Friday, October 29, 2004

A MISLEADING ACCOUNT OF GUN CONTROL IN AUSTRALIA:

"Gun law reforms in the past 25 years have led to a 65 per cent drop in gun-related deaths in Victoria, a study has found. The study, by the Monash University Accident Research Centre, showed the annual average frequency of firearm-related deaths fell by 65 per cent from 1979 to 2000, with suicide deaths down 54.5 per cent and gun assault deaths down by half. Researchers examined firearm-related deaths between 1979 and 2000, against gun law reforms in Victoria after the Hoddle St, Queen St and Port Arthur massacres. The study showed firearm deaths remained steady before the Hoddle and Queen streets massacres then fell compared to the national average when Victoria adopted tighter laws in 1988.

Before uniform gun laws were introduced Australia-wide in 1997, Victoria's firearms laws were the nation's tightest. Gun deaths in Victoria and nationally fell to similar rates by 2000 after uniform gun laws came into effect after the Port Arthur massacre. The centre's injury prevention chairwoman, Professor Joan Ozanne-Smith, said Victoria was a world leader in gun law reform. She said a handgun buyback established in 2000 after shootings at Monash University that year had furthered the downward trend. "There's something like a 75 per cent reduction in firearm deaths since 1979 (up to 2002) which is quite remarkable, and we think this is a model for the rest of the world," she said."

Source.


I am not going to dispute here that gun deaths have declined in the State of Victoria over the last 25 years. The important question, however, is whether the decline is due to gun control. And what the article above glides over is that the BIG gun-control effort in Australia did not take place until 1996/1997 and that the before-and-after results Australia-wide show no significant effect of the 1996/1997 bans.

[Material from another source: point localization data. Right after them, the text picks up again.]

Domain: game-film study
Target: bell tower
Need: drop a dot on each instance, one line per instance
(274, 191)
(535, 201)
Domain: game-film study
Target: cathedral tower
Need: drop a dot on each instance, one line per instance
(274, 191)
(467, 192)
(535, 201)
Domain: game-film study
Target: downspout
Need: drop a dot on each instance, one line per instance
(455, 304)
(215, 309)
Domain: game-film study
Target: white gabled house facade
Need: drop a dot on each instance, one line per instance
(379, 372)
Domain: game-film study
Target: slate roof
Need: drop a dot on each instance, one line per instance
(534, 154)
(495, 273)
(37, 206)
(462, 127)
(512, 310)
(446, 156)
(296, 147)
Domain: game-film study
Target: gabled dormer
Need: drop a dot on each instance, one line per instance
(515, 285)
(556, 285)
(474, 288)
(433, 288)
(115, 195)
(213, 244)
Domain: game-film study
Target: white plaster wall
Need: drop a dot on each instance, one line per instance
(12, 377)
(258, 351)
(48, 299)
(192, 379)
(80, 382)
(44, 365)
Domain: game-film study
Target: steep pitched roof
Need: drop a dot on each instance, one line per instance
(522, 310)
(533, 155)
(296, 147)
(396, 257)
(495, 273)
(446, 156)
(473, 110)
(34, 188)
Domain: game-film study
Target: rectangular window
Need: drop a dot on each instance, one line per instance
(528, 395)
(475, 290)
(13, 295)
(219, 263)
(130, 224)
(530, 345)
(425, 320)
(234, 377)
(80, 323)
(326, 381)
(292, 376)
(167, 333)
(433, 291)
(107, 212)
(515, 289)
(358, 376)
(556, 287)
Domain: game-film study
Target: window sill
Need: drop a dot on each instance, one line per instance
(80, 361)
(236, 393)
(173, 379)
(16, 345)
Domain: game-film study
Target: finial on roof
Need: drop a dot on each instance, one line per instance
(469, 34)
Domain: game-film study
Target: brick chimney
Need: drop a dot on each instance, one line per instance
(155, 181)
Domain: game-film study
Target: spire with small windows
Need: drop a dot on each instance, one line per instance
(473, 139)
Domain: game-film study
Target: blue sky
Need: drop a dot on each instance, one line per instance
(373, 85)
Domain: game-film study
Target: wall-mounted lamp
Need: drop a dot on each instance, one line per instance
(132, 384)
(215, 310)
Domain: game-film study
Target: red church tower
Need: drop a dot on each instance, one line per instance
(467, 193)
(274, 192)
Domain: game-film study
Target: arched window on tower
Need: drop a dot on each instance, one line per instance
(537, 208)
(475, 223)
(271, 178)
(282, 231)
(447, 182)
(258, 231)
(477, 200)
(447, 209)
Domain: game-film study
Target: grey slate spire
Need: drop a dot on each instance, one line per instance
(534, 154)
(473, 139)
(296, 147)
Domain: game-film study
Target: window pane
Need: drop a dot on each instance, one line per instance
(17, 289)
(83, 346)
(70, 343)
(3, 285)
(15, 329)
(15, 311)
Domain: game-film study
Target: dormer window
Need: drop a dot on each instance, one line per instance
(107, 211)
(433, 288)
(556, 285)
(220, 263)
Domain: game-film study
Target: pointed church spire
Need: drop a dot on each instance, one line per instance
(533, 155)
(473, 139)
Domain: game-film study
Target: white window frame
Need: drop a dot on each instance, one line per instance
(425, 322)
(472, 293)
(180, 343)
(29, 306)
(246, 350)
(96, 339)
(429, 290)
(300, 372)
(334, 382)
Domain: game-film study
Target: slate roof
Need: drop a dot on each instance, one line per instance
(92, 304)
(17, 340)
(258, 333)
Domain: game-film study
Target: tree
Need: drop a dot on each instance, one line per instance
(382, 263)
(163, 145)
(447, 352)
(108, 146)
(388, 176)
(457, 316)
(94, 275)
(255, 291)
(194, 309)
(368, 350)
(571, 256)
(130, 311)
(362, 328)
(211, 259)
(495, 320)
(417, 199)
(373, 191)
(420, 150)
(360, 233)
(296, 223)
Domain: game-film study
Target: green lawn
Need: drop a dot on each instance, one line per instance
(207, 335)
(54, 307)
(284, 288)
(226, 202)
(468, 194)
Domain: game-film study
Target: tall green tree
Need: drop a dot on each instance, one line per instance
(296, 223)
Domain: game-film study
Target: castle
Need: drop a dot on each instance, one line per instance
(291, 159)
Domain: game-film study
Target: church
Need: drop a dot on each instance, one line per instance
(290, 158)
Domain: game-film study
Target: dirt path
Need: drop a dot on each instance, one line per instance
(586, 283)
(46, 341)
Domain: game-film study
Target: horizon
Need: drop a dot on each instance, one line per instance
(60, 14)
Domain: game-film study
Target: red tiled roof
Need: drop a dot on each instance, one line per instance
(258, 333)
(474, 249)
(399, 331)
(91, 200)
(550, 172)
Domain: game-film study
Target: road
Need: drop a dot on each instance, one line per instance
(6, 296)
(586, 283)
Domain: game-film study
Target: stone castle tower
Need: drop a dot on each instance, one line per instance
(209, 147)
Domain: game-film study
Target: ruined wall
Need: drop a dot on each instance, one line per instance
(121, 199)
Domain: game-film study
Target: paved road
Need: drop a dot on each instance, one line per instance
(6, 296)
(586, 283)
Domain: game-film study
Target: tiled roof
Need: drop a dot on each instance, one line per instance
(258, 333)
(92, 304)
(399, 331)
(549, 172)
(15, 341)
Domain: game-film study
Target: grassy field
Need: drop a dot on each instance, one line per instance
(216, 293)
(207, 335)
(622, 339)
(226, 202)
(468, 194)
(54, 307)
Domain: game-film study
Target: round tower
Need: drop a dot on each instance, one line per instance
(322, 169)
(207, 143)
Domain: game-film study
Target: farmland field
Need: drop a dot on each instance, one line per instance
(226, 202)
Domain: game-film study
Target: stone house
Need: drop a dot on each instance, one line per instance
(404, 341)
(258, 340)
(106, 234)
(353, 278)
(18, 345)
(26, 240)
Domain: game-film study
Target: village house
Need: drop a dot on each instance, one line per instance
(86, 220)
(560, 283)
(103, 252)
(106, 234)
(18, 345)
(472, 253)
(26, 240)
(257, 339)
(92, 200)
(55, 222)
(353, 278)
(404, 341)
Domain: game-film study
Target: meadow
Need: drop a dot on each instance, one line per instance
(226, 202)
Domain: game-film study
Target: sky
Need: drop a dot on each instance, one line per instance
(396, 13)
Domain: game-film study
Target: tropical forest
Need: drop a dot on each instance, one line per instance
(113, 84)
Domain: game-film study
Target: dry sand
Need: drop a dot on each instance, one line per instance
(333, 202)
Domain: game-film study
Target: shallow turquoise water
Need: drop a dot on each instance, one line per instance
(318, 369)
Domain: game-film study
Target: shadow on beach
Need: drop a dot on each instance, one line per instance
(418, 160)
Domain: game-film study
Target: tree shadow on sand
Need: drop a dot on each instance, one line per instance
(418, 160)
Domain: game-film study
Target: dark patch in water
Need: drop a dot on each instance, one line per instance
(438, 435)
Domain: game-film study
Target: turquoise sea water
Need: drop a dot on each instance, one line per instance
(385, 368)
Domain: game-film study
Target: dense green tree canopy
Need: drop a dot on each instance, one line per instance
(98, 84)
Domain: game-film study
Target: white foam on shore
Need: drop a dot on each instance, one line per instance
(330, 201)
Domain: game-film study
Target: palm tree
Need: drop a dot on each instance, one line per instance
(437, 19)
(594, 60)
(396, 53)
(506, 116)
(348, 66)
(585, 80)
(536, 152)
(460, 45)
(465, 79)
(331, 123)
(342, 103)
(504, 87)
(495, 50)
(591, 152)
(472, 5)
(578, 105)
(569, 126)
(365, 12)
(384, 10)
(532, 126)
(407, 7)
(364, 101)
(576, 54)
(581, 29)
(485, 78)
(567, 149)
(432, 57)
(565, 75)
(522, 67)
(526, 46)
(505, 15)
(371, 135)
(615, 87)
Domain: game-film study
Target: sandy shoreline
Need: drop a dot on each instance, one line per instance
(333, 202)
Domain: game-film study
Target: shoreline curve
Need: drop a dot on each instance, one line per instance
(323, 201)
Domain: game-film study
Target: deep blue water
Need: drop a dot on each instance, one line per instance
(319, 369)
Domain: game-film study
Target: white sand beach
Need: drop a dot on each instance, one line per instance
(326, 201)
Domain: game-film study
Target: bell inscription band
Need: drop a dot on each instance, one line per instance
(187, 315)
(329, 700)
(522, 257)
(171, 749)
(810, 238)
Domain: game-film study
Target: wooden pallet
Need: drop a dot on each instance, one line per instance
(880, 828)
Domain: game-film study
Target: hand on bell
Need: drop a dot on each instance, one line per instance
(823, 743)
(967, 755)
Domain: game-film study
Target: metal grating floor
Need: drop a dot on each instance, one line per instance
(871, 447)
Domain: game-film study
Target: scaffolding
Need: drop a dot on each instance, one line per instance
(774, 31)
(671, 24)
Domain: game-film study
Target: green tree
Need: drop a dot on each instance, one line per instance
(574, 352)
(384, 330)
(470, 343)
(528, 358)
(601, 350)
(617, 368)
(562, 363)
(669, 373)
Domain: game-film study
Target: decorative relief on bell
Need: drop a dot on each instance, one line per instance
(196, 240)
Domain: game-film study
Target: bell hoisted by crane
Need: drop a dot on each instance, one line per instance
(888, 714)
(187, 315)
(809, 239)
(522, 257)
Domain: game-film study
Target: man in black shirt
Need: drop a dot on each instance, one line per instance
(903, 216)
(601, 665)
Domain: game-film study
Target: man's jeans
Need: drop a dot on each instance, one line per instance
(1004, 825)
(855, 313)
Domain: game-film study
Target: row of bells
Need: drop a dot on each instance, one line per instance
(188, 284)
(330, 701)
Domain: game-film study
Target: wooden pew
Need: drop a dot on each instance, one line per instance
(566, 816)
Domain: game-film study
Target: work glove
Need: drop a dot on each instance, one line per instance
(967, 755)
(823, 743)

Just for fun, have a look at a post by Tim Lambert -- an academic supporter of gun control: He presents statistics purporting to show that Australia's 1996 gun-control laws have been beneficial. He disputes John Lott's claim that serious crime in Australia has risen since then. What Lambert's alternative statistics show to me, however, is a pattern of no change rather than anything else. Deaths by firearm are surely the biggest issue but Lambert's table shows that the average rate of murder with a firearm before the bans was 0.37 compared with .30 after the bans -- with the figures in most individual years being .20 plus or .30 plus. Given statistical error and the range of influences which could have affected the averages concerned, the bans would seem to have achieved nothing significant -- a very poor result considering the vast expense in money and the significant loss of liberties associated with the bans. I note too that even the slight difference in averages observed seems to have been largely the result of a single very anomalous year in 1997 -- making the averages used a poor guide to any underlying trend. I think that for trend calculating purposes it would in fact be most appropriate to exclude both 1996 and 1997 -- and when one does that the "before and after" difference becomes very small indeed: .31 versus .28. The differences for other gun crimes also seem to be too small to assert a real underlying difference. And even Lambert admits a lack of a clear pattern when he notes that the "assault-with-firearm rate has increased". So John Lott's statistical selection shows ill effects from the firearm ban and Lambert's selection shows no clear effect. It seems to me therefore that NEITHER set of statistics support the control measures.

And in fact Lambert ended up agreeing. In his post of 18th June, he concluded that Australia's big 1996/1997 spasm of gun control was a waste of time.

A major part of Australia's 1996/1997 changes was a compulsory gun buyback and we see here what little effect that has had on criminal possession of guns. Perhaps most decisively, however, see the red line in slide 17 of this Australian Institute of Criminology report (PDF). (Background to the report here). Note that the "gun buyback" happened in 1997 but the national homicide rate showed not a twitch in response.

There is a comprehensive article on the dishonesty of the Australian gun-control "industry" here. And this article shows that it is only by playing fast and loose with the statistics that gun-control advocates can claim that Australia's recent restrictive laws have reduced the overall death-rate. And there is a recent scholarly paper by G.A. Mauser here (PDF) surveying the results of gun control in Britain, Canada and Australia which describes Australia's gun-buyback scheme and associated bans as a "failed experiment". The article concludes: "In all cases, disarming the public has been ineffective, expensive and often counterproductive". Also of note is this summary of the Australian statistics -- showing that "The number of (firearm) offences has increased even when 642,000 guns were destroyed".